[Linux-aus] LCA2014 update

Mary Gardiner mary at puzzling.org
Tue Aug 28 17:09:48 EST 2012


Disclaimer: I have never been and never intend to be a member of a core LCA team.

De-disclaimer: I have been a major volunteer for LCA as (co-)chair of the papers
committee several years and the founder of the Haecksen miniconf.

Some specific tweaks that I think could be reasonable for LCA:

1. ditch foisting the miniconf logistics onto the core team. LA's event support
now gets rid of many of the most annoying things about organising a small
conference: incorporating, getting away from personal liability, and insurance
generally. LA/LCA move to encouraging satellite events to be organised under
separate LA subcommittees.

Pros:

a. Two days less of LCA to organise, including two days fewer rego desk staff
needed, two days less rooms. Often miniconfs involve *extra* rooms over the main
conference too, so that burden would be gone.

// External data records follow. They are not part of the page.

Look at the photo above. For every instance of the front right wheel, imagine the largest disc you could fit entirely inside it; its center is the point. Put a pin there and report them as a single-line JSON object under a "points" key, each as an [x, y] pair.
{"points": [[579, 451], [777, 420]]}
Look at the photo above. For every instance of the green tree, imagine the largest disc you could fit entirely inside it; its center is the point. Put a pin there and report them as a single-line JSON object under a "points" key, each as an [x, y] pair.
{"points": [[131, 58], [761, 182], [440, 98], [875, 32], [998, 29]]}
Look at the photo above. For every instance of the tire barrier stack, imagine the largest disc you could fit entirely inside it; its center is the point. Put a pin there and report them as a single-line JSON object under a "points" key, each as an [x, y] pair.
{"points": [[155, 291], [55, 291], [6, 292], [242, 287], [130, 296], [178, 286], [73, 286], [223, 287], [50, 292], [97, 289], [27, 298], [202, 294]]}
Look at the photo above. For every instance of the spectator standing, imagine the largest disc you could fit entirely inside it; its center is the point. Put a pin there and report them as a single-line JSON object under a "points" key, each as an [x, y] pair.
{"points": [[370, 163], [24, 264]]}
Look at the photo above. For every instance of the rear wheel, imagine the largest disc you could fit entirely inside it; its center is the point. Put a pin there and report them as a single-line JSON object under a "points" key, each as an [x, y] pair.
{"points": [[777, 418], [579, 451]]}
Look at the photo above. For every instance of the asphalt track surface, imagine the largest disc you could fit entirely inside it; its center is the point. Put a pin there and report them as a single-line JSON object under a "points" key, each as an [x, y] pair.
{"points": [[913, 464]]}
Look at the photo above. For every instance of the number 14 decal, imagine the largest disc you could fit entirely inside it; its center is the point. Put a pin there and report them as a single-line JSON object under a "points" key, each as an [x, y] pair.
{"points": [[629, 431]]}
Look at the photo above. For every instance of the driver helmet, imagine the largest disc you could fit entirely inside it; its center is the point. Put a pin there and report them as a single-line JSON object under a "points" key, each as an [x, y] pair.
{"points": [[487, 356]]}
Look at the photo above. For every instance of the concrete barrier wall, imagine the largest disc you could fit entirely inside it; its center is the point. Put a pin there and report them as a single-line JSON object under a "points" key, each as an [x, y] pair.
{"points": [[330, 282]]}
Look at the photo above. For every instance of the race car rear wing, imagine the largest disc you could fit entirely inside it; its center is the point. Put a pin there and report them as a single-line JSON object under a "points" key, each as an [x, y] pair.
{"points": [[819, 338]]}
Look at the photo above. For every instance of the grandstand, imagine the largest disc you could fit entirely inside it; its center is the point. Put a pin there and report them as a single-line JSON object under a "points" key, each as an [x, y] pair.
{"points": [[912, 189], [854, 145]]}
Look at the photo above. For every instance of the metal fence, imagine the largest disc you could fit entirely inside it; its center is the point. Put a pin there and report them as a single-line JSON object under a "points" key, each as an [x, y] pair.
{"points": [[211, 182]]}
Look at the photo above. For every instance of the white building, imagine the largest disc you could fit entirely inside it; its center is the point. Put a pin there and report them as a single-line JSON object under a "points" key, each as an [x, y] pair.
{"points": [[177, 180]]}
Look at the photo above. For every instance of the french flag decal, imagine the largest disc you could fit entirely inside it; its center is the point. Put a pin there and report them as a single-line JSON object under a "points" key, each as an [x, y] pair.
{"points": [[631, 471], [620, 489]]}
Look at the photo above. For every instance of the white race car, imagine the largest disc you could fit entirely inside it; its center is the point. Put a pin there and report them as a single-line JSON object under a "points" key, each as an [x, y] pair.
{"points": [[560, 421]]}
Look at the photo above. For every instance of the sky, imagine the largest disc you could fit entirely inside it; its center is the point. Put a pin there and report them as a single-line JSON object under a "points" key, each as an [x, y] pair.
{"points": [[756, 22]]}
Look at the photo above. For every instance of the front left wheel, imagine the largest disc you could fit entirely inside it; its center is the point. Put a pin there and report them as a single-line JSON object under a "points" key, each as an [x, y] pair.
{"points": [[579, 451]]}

b. Might encourage *more* events, including ones by affiliated but not
overlapping communities like free culture, who are a bit reluctant to be an LCA
miniconf because their attendees aren't actually terribly interested in the main
program.

Cons:

a. This will reduce (or probably remove) the ability of visitors to float
between the satellite events. Could possibly be alleviated by LA providing
enough support to make LCA satellites free, but there's still the venue
switching problem.

b. There may be some issues with sponsorship competition here. Say, for the sake
of argument, that Haecksen ran as a non-LCA event and sold banner rights for
$250. Some sponsors might prefer this to LCA's own banner rights deal, costing
LCA a sponsor. This could potentially be alleviated by centralising sponsorship
into a permanent LA subcommittee.

c. (possibly just a neutral statement, rather than a con) some people who
attended LCA primarily for the miniconf days — they do exist! — might not attend
LCA any more.

2. ditch the speakers dinner. A nice alternative might be to offer, in advance
(or when a speaker goes to rego, anyway), a "experience" voucher to do something
while they're in the city, like a family pass to a zoo or similar, or possibly a
choice of a few options. Some speakers may choose to do this in a group, some
might go alone.

Pros: even if the speaker gift is upgraded, it would probably be cheaper than
the dinner is in money, let alone effort.

Cons: the gift idea isn't totally hassle-free!